L'abrogata imposta sulle transazioni digitali (di cui all'articolo 1, commi 1010-1016 della legge n. 205 del 2017, legge
di bilancio 2018) aveva introdotto una forma di tassazione per le imprese operanti nel settore del digitale, in
particolare istituendo un'imposta sulle transazioni digitali relative a prestazioni di servizi effettuate tramite mezzi
elettronici, con aliquota del 3 per cento applicata al valore della singola transazione, al netto dell'IVA.
Si ricorda inoltre che l'articolo 1- bis del decreto-legge n. 50 del 2017 ha introdotto per le società non residenti che
appartengono a gruppi multinazionali con ricavi superiori a 1 miliardo di euro e che effettuano cessione di beni e
prestazioni di servizio in Italia per un ammontare superiore a 50 milioni, avvalendosi di società residenti o di stabili
organizzazioni di società non residenti, la possibilità di accedere ad una procedura di cooperazione e collaborazione
rafforzata per la definizione dei debiti tributari dovuti in relazione alla eventuale stabile organizzazione. La nuova
procedura appare quale un generale strumento antielusione e antiabuso diretto a imprese multinazionali, senza
discriminare tra imprese digitali e non digitali.

  Aliquote IRES

  La legge di bilancio 2020 (articolo 1, commi da 716 a 718 della legge n. 160 del 2020) introducono
un'aliquota maggiorata IRES al 27,5 per cento (in luogo della misura ordinaria del 24 per cento) sui
redditi derivanti dallo svolgimento di attività in regime di concessione, nei periodi di imposta 2019,
2020 e 2021.

  Il decreto-legge n. 34 del 2019, c.d. decreto crescita, (articolo 2) prevede una progressiva riduzione
dell'aliquota IRES sul reddito di impresa correlata al reimpiego degli utili.
 L'aliquota è così rimodulata:

    al 22,5 per cento per l'anno di imposta 2019;
     al 21,5 per cento per il 2020;
    al 21 per cento per il 2021;
    al 20,5 per cento per il 2022;
    al 20 per cento a decorrere dal 2023, a regime.
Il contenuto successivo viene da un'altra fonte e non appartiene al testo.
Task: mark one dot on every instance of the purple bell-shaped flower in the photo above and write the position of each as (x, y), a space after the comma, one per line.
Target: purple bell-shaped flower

Tale misura ha sostituito la cd. mini-IRES disposta dalla legge di bilancio 2019, che prevedeva l'applicazione di
un'aliquota IRES agevolata al 15 per cento (in luogo dell'ordinaria 24 per cento) a parte del reddito delle imprese
che incrementano i livelli occupazionali ed effettuano nuovi investimenti, nonché l'applicazione di tale agevolazione
alle imprese soggette a IRPEF.

  Settore bancario e assicurativo

  Il legislatore è intervenuto a più riprese sulla fiscalità delle banche e delle assicurazioni, anche per
coordinare la relativa disciplina con le nuove norme in tema di crisi e riforme del settore bancario.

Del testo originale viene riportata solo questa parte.